# Gradient Flows II: Convexity and Connections to Machine Learning

### Connections to Machine Learning

$$ \nonumber \newcommand{\xb}{\boldsymbol{x}} \newcommand{\yb}{\boldsymbol{y}} \newcommand{\zb}{\boldsymbol{z}} \newcommand{\thetab}{\boldsymbol{\theta}} \newcommand{\grad}{\nabla} \newcommand{\RR}{\mathbb{R}} $$

In my previous post, I introduced the notion of proximal gradient descent and explained the way in which the “geometry” or the metric used in the proximal scheme allows us to define gradient flows on arbitrary metric spaces. This concept is important in the context of statistical mechanics because analysis of the Fokker-Planck equation naturally yields a gradient flow in the Wasserstein metric. One of the most important consequences of this change of perspective is the statement that the relaxation of the Fokker-Planck equation is displacement convex; this fact can be leveraged to prove that (aside from some technical caveats necessary to formally state this results), from any initial condition a system of particles governed by the Fokker-Planck equation relaxes to its equilibrium exponentially fast. In this post, I want to go through the argument that leads to that proof of exponential convergence. Furthermore, want to illustrate a connection with the basic problem of supervised machine learning: minimizing the “loss” function with stochastic gradient descent.

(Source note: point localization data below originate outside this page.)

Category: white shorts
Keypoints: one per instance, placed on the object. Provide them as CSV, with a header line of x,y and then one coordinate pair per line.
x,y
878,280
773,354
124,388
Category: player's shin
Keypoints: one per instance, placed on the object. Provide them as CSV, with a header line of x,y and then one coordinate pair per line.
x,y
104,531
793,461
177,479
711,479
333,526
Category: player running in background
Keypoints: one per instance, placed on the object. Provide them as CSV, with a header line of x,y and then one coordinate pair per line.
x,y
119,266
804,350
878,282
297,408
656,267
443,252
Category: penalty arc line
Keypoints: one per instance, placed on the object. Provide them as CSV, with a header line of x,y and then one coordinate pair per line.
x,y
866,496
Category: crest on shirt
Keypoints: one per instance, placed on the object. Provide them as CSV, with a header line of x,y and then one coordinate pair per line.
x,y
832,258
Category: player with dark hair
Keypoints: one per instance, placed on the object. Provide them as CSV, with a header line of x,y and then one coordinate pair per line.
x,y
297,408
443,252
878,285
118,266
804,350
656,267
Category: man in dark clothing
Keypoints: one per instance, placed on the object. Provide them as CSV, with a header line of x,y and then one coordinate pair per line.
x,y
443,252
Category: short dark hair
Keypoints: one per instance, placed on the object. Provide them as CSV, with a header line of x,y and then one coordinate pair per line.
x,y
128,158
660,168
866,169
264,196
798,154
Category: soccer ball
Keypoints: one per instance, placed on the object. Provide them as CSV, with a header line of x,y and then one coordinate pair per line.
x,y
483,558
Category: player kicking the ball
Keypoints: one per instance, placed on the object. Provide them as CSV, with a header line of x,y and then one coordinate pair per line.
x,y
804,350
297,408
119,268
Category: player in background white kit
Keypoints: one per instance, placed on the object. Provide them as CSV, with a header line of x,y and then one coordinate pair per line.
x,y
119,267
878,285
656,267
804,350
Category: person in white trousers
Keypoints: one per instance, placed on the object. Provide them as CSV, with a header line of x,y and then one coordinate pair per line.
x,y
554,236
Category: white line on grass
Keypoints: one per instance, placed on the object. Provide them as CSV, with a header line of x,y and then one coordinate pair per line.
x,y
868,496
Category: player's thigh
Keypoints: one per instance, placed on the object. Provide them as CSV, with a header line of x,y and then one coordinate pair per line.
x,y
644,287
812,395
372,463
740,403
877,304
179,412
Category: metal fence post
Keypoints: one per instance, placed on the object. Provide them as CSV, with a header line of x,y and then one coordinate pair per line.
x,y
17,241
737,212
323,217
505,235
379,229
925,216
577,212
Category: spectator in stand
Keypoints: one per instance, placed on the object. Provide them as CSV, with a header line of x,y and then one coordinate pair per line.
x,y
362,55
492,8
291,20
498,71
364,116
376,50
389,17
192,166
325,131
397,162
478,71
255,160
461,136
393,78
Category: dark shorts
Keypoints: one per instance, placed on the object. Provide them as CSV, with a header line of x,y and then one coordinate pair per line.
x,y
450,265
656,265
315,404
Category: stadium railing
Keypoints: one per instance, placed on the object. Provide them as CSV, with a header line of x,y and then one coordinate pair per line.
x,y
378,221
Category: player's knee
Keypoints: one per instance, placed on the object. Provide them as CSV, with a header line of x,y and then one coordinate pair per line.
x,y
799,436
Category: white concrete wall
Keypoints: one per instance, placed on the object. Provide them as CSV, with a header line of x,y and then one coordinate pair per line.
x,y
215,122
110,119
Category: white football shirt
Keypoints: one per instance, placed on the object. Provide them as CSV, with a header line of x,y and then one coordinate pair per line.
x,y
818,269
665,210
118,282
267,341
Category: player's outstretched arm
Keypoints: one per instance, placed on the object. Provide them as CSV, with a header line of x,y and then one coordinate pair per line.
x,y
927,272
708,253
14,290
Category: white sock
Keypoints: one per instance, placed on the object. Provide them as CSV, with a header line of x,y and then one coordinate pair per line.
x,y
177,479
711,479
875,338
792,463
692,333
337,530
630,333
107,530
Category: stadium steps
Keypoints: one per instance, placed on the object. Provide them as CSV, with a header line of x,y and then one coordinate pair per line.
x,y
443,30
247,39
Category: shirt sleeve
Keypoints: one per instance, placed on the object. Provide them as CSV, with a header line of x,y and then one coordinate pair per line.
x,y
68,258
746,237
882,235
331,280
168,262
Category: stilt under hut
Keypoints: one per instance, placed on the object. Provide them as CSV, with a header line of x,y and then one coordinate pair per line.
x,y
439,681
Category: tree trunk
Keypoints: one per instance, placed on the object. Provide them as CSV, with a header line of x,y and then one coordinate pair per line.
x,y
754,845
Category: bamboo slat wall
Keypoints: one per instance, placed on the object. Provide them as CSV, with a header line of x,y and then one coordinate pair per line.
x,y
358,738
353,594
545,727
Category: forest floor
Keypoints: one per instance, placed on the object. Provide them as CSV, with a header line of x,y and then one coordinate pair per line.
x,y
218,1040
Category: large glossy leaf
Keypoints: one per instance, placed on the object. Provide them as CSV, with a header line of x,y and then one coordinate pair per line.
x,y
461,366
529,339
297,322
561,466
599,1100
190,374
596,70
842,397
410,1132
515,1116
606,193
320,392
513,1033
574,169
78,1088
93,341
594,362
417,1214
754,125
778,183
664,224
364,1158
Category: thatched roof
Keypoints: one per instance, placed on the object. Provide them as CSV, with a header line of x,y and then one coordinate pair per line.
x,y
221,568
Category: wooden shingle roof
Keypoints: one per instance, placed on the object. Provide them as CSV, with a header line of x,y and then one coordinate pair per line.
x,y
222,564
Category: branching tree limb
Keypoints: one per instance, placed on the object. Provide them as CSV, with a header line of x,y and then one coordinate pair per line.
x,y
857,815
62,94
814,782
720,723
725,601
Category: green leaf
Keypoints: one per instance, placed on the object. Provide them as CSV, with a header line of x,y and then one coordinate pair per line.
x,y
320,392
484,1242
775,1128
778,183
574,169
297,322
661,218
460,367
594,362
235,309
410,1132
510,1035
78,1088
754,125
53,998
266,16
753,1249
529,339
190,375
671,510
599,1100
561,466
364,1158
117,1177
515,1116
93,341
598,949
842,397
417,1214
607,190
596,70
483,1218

Let’s begin by recalling the Fokker-Planck equation. We take $V:\RR^d\to \RR$ to be the potential energy for a particle system and consider the stochastic differential equation $$ dX_t = -\nabla V (X_t)dt + \sqrt{2\beta^{-1}} dW_t \qquad X_0= x_0 $$ with $W_t$ a standard Wiener process. We do need a technical assumption on the potential, which is that it’s lower semi-continuous and uniformly $K$-Lipschitz. Introducing the particle empirical measure $$ \begin{equation} \mu^{(n)}(\xb) = \frac1n \sum_{i=1}^n \delta_{\xb_i}(d\xb) \end{equation} $$ we see, with an application of Itô’s lemma, that $$ \begin{equation} \label{eq:fpe} \partial_t\mu^{(n)} = \grad\cdot\left( \mu^{(n)} \grad V\right) + \beta^{-1}\Delta \mu^{(n)}. \end{equation} $$ We won’t linger on it here, but in order to perform this calculation, one needs to use bounded continuous test functions and the convergence with respect to the number of particles $n$ is actually “weak” convergence, meaning that the test functions integrated against the particle measure converge.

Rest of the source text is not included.